"Science has taught me that everything is more complicated than we first assume, and that being able to derive happiness from discovery is a recipe for a beautiful life."Hope Jahren in Lab Girl
Lab Girl is a nature lover's story about digging in dirt and discovering new things about old growth. It's a scientist's story about running experiments and waiting and wondering and asking for funds and fending off doubt. It's a Midwesterner's story of moving south and east and west and noticing the differences. It's a girl's story about growing up to be what she wants to be. And it's a woman's story about fighting stereotypes, sacrificing, feeling vulnerable, trusting in friendship, getting sick, getting help, finding love, and writing it all down.
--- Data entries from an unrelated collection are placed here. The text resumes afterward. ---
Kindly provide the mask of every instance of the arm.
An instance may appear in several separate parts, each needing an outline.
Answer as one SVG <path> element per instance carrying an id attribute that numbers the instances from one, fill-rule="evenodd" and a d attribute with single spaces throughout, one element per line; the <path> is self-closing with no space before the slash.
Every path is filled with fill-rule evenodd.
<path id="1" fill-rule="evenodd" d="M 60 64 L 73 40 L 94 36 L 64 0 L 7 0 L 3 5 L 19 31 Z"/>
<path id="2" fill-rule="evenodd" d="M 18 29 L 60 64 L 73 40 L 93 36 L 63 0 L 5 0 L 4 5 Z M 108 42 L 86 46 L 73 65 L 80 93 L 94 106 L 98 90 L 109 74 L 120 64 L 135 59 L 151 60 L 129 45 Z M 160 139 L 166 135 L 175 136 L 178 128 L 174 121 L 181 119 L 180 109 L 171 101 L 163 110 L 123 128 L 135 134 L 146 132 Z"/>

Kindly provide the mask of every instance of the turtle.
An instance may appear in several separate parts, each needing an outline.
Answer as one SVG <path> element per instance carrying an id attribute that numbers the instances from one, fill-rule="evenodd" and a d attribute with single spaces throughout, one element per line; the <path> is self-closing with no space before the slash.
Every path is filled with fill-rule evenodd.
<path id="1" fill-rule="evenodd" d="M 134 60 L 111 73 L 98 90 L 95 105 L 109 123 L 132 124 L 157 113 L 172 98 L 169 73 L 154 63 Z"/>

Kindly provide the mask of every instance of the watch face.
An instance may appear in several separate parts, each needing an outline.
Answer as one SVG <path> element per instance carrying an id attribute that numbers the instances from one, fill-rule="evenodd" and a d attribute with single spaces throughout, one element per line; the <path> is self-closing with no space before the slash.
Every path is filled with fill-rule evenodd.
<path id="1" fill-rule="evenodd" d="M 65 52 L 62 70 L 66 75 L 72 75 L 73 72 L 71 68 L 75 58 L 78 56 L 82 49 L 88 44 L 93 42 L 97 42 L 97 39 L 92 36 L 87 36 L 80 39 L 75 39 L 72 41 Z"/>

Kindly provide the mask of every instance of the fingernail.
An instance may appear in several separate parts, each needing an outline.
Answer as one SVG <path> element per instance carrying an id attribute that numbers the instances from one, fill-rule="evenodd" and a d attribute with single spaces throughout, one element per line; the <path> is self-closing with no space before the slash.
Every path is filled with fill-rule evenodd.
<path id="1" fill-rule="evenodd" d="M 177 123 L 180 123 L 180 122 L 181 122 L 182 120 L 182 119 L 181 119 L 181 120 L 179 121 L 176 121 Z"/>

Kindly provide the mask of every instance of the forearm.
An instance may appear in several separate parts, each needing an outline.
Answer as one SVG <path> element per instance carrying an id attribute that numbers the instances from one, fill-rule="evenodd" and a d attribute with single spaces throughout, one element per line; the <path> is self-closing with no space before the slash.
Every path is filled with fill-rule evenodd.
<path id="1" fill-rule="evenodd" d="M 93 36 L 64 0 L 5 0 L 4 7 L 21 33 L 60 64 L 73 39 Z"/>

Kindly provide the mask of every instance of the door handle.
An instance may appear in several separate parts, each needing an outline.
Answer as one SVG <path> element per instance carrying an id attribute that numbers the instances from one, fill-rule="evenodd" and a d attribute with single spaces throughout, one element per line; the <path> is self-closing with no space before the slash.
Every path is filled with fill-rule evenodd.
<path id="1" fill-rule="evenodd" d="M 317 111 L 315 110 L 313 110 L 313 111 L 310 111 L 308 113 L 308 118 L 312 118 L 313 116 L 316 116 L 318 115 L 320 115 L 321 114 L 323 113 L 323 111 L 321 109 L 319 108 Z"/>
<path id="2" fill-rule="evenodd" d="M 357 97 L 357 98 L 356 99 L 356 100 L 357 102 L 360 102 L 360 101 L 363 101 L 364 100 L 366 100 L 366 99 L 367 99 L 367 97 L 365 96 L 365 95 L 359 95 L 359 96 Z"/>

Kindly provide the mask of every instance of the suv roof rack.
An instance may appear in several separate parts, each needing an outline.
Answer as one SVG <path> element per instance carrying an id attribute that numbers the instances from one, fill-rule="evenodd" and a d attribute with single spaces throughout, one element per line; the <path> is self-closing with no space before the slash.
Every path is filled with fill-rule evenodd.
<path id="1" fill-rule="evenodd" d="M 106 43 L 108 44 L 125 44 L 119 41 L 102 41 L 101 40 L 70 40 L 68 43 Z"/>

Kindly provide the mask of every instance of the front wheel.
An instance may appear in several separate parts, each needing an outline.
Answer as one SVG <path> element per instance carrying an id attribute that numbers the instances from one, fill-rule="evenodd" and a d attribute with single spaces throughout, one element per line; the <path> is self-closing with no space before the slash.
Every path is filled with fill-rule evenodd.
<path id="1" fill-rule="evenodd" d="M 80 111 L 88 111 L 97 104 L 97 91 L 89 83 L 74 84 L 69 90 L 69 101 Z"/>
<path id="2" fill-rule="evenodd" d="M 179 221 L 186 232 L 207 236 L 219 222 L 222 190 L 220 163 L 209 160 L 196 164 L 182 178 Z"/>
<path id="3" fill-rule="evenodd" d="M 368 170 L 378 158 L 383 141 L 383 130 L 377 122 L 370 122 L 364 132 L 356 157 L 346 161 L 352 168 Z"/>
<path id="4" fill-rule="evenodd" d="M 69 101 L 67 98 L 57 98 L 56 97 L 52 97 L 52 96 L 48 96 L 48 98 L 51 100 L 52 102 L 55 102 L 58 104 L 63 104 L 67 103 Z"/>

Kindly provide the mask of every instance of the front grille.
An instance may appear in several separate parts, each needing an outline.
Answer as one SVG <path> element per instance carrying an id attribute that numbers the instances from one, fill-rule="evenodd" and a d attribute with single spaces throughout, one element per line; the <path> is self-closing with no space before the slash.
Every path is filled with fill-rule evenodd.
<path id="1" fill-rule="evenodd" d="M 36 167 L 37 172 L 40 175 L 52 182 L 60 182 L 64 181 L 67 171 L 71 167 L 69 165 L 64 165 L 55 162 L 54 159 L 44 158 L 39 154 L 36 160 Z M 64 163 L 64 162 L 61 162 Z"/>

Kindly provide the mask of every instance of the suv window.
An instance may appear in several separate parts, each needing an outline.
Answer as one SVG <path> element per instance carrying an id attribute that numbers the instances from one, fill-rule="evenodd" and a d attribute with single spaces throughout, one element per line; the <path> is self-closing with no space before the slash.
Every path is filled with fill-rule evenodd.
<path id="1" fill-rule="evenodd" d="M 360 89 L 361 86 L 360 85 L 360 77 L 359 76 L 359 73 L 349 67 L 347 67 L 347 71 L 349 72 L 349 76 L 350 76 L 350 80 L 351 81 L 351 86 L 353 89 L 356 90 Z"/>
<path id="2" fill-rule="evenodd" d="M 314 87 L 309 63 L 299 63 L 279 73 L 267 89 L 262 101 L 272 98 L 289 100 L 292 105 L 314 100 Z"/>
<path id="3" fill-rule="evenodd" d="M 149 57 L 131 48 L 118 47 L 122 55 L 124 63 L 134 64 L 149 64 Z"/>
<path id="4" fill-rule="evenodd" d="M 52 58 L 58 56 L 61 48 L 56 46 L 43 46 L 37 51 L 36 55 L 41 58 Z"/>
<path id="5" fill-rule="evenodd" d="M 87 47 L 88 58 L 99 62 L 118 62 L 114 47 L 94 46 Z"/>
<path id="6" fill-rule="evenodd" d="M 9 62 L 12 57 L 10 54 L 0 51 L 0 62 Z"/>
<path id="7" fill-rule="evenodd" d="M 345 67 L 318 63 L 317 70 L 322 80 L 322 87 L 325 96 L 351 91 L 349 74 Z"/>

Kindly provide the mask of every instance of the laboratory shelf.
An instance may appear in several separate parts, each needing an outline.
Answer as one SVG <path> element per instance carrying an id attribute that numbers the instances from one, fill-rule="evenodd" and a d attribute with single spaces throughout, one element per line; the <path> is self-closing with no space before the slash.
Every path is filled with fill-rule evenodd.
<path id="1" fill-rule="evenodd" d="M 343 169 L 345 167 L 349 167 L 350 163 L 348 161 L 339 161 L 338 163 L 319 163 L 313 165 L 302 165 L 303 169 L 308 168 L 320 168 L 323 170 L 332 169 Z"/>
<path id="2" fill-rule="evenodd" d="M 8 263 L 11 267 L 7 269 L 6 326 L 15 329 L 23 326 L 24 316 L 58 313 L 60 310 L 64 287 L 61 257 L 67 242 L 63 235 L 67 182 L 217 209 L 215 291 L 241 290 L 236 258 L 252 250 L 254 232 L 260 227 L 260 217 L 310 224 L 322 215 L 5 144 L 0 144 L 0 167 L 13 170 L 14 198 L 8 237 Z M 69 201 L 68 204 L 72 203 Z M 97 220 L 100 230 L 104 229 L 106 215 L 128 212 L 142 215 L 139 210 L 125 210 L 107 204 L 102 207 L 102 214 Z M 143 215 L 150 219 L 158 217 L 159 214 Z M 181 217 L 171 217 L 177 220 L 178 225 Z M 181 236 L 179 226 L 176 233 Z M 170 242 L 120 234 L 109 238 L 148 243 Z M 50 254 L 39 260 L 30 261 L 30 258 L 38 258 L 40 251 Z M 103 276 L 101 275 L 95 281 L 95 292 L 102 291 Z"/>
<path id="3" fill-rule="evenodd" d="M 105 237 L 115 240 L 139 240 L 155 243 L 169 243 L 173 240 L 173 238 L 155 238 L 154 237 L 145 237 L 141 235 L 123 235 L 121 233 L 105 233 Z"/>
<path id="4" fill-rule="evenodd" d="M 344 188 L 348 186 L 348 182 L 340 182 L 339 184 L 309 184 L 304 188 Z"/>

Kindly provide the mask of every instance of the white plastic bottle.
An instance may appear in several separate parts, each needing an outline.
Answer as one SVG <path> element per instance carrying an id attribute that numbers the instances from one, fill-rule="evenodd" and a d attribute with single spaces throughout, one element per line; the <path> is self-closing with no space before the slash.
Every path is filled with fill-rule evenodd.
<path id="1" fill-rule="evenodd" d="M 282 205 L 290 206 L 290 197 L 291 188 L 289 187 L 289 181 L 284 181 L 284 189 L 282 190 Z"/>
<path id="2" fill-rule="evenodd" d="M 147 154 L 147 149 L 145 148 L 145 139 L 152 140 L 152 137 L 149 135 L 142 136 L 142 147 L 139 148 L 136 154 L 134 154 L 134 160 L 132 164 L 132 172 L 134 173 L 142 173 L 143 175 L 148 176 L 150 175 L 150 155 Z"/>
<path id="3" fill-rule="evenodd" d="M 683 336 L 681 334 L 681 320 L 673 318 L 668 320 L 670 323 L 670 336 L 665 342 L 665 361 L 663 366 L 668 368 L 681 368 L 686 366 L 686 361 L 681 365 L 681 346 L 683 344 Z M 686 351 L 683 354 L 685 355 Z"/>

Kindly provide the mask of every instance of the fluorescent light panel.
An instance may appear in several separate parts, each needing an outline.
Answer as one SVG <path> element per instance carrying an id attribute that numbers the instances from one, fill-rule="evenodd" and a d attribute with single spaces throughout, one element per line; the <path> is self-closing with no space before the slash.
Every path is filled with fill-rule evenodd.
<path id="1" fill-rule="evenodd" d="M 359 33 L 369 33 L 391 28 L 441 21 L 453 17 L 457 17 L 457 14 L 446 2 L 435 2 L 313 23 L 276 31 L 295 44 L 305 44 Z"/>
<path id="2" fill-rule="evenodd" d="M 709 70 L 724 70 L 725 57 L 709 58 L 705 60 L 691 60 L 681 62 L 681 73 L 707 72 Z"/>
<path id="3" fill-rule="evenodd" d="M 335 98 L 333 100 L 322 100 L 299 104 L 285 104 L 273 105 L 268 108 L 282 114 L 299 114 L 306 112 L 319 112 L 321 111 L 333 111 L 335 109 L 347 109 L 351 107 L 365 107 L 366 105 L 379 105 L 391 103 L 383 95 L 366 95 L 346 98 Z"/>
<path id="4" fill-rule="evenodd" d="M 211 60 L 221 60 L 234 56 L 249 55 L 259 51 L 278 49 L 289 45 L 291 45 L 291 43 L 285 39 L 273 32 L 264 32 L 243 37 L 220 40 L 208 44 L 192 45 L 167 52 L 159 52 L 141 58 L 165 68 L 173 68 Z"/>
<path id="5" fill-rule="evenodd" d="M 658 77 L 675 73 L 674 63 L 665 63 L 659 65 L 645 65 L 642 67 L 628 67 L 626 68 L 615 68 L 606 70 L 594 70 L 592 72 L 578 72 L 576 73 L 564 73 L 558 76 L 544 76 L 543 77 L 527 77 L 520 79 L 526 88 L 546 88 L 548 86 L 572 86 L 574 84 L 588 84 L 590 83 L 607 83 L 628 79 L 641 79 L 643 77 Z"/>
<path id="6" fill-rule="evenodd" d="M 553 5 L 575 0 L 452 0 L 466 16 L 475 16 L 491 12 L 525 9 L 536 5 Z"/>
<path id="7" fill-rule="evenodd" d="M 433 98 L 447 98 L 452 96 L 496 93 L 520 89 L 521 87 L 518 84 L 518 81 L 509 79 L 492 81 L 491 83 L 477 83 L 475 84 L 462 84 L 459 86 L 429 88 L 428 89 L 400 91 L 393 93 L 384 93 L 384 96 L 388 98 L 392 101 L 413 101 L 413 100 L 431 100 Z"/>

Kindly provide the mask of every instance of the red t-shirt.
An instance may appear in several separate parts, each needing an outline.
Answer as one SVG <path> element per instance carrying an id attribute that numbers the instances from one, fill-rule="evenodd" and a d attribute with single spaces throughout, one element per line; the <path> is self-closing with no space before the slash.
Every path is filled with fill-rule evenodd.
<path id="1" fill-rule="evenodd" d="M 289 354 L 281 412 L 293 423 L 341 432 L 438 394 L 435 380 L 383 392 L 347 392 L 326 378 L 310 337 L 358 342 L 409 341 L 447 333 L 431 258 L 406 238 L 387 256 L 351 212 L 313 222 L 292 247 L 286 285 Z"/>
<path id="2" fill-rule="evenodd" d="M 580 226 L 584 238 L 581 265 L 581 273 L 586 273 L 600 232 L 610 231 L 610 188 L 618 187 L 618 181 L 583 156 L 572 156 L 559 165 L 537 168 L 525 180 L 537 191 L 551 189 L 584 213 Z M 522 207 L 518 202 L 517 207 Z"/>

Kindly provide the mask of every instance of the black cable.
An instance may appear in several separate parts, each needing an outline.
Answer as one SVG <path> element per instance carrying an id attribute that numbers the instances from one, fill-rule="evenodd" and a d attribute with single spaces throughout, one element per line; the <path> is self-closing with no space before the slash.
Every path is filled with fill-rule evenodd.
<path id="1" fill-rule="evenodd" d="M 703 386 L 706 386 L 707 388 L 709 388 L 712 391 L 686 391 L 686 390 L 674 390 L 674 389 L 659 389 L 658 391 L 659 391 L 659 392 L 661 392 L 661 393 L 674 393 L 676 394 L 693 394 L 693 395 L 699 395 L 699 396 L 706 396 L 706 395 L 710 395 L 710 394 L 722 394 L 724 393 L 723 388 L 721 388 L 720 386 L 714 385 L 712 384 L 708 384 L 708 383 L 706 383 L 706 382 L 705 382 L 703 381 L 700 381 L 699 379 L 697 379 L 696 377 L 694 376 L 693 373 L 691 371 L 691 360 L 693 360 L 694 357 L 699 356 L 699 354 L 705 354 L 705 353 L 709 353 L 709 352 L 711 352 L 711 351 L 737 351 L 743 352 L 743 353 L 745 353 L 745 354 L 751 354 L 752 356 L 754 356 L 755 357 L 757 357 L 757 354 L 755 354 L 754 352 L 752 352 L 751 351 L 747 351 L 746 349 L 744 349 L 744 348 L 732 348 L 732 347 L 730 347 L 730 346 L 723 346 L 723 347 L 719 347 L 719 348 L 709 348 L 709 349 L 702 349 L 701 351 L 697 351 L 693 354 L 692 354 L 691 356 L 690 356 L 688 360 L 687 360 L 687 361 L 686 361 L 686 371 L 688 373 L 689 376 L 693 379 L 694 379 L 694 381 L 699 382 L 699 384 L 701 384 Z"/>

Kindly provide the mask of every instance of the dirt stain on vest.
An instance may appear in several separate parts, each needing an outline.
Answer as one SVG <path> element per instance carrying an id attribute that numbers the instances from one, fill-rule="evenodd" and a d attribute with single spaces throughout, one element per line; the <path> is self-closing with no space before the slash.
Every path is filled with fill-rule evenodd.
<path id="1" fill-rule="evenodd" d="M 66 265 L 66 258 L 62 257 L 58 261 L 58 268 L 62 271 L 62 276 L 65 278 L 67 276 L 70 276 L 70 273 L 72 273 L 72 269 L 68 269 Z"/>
Hope Jahren is a geobiologist from rural Minnesota who not only knows her trees and flowers, but "has some serious literary chops" (Washington Post). Her award-winning, bestselling memoir Lab Girl tells the story of a young woman who finds friendship in odd places, battles bipolar disorder, perseveres through setbacks and relishes hard-earned triumphs, and becomes a respected scientist and passionate observer of the natural world. Called one of the best books of the year by, among others, Entertainment Weekly, Elle, Time, and NPR, the memoir "does for botany what Oliver Sacks's essays did for neurology, what Stephen Jay Gould's writings did for paleontology" (New York Times). It's "Immediately engrossing and extremely readable" (the Guardian). Cheryl Strayed, bestselling author of the memoir Wild, describes it as "deeply inspiring" and award-winning author Ann Patchett says it "makes me wish I'd been a scientist." "From the prologue on, a reader itches to call out fun facts to innocents nearby," writes the Seattle Times. "Jahren writes with such flair that a reviewer is tempted to just move out of the way and quote her."